Report: Fast-Track – Ending the AIDS epidemic by 2030

Report: Fast-Track – Ending the AIDS epidemic by 2030
UNAIDS
November 2014 :: 40 pages Download PDF
Overview
The Joint United Nations Programme on HIV/AIDS (UNAIDS announced that taking a Fast-Track approach over the next five years will allow the world to end the AIDS epidemic by 2030. The new UNAIDS report outlines, that by taking the Fast-Track approach nearly 28 million new HIV infections and 21 million AIDS-related deaths would be averted by 2030. “We have bent the trajectory of the epidemic,” said Michel Sidibé, Executive Director of UNAIDS. “Now we have five years to break it for good or risk the epidemic rebounding out of control.”

The new set of targets that would need to be reached by 2020 include achieving 90-90-90: 90% of people living with HIV knowing their HIV status; 90% of people who know their HIV-positive status on treatment; and 90% of people on treatment with suppressed viral loads.

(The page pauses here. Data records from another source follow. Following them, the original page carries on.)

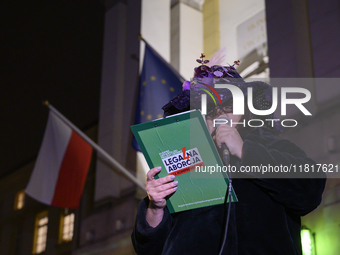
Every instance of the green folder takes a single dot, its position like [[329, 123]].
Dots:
[[181, 144]]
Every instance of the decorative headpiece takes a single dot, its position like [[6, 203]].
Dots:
[[190, 97]]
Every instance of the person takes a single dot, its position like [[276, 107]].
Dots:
[[266, 218]]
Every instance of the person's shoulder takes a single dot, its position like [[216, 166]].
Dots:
[[270, 140]]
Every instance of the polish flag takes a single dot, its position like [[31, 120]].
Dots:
[[61, 168]]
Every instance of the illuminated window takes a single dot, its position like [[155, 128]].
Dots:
[[19, 201], [40, 235], [66, 227]]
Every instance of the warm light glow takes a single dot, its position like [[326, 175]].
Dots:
[[40, 233], [68, 226], [19, 200]]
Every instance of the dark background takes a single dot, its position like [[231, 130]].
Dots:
[[50, 50]]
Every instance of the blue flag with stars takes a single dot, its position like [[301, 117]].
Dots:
[[159, 83]]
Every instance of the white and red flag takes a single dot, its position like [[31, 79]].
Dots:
[[62, 165]]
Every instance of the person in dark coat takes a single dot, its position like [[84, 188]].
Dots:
[[266, 218]]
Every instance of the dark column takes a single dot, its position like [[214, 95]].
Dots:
[[117, 101]]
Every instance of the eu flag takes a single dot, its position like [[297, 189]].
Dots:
[[159, 83]]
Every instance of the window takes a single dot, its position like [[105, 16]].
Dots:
[[66, 226], [40, 233], [19, 201]]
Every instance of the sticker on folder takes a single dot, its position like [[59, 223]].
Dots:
[[180, 162]]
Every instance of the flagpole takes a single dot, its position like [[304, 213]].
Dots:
[[95, 146]]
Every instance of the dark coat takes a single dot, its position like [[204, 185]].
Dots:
[[266, 220]]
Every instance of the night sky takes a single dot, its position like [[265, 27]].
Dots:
[[50, 50]]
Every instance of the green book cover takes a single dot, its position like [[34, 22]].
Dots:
[[181, 144]]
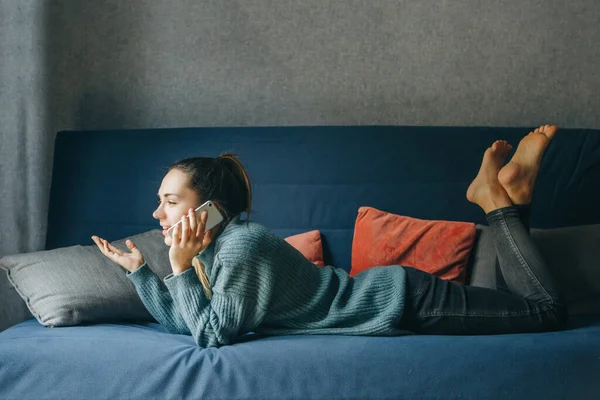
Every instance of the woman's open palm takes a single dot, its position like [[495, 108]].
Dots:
[[130, 261]]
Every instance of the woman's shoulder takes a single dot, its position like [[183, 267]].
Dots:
[[241, 234]]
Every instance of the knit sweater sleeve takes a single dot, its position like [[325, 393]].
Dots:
[[158, 300], [227, 315]]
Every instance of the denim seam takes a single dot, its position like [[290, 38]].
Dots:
[[423, 290], [492, 315], [524, 263]]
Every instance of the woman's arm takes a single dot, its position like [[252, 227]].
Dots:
[[158, 300], [226, 316]]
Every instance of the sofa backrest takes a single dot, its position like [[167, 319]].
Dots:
[[304, 178]]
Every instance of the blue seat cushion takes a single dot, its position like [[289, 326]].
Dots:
[[142, 360]]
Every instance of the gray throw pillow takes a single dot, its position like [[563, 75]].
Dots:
[[78, 284], [572, 255]]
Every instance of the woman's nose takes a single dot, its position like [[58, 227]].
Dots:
[[157, 213]]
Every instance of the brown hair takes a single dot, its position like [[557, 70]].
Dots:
[[224, 181]]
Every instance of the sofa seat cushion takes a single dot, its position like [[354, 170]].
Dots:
[[145, 362]]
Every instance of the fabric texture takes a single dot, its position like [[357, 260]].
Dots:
[[144, 361], [441, 248], [572, 255], [573, 258], [310, 245], [261, 284], [78, 284]]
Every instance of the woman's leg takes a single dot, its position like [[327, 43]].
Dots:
[[524, 212], [436, 306]]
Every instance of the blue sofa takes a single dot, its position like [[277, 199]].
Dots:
[[304, 178]]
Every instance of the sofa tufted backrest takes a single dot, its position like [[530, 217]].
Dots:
[[305, 178]]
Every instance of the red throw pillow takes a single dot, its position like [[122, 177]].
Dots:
[[310, 245], [440, 248]]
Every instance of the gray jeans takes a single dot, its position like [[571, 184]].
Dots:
[[529, 301]]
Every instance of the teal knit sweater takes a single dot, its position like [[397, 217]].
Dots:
[[262, 284]]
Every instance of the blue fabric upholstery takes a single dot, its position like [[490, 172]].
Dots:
[[304, 178], [311, 177], [130, 361]]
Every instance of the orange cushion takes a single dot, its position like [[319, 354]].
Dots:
[[310, 245], [441, 248]]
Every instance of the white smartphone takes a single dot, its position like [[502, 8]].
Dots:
[[214, 217]]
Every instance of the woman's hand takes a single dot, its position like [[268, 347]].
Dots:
[[189, 239], [130, 261]]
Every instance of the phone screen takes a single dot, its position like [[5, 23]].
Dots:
[[214, 217]]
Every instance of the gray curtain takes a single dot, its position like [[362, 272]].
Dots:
[[76, 64]]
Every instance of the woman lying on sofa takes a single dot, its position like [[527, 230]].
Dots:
[[239, 277]]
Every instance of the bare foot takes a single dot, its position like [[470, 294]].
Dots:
[[518, 176], [485, 190]]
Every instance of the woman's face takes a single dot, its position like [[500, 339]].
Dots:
[[174, 200]]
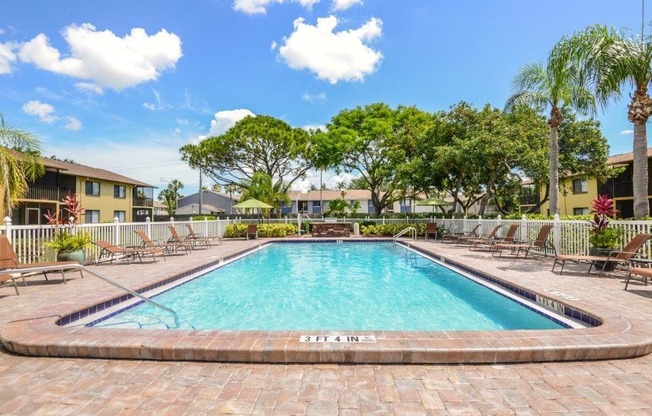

UNAIDS estimates that by June 2014, some 13.6 million people had access to antiretroviral therapy, a huge step towards ensuring that 15 million people have access by 2015, but still a long way off the 90-90-90 targets. Particular efforts are needed to close the treatment gap for children

Other targets include reducing the annual number of new HIV infections by more than 75%, to 500000 in 2020, and achieving zero discrimination. The targets are firmly based on an approach to leaving no one behind that is grounded in human rights and, if achieved, would significantly improve global health outcomes.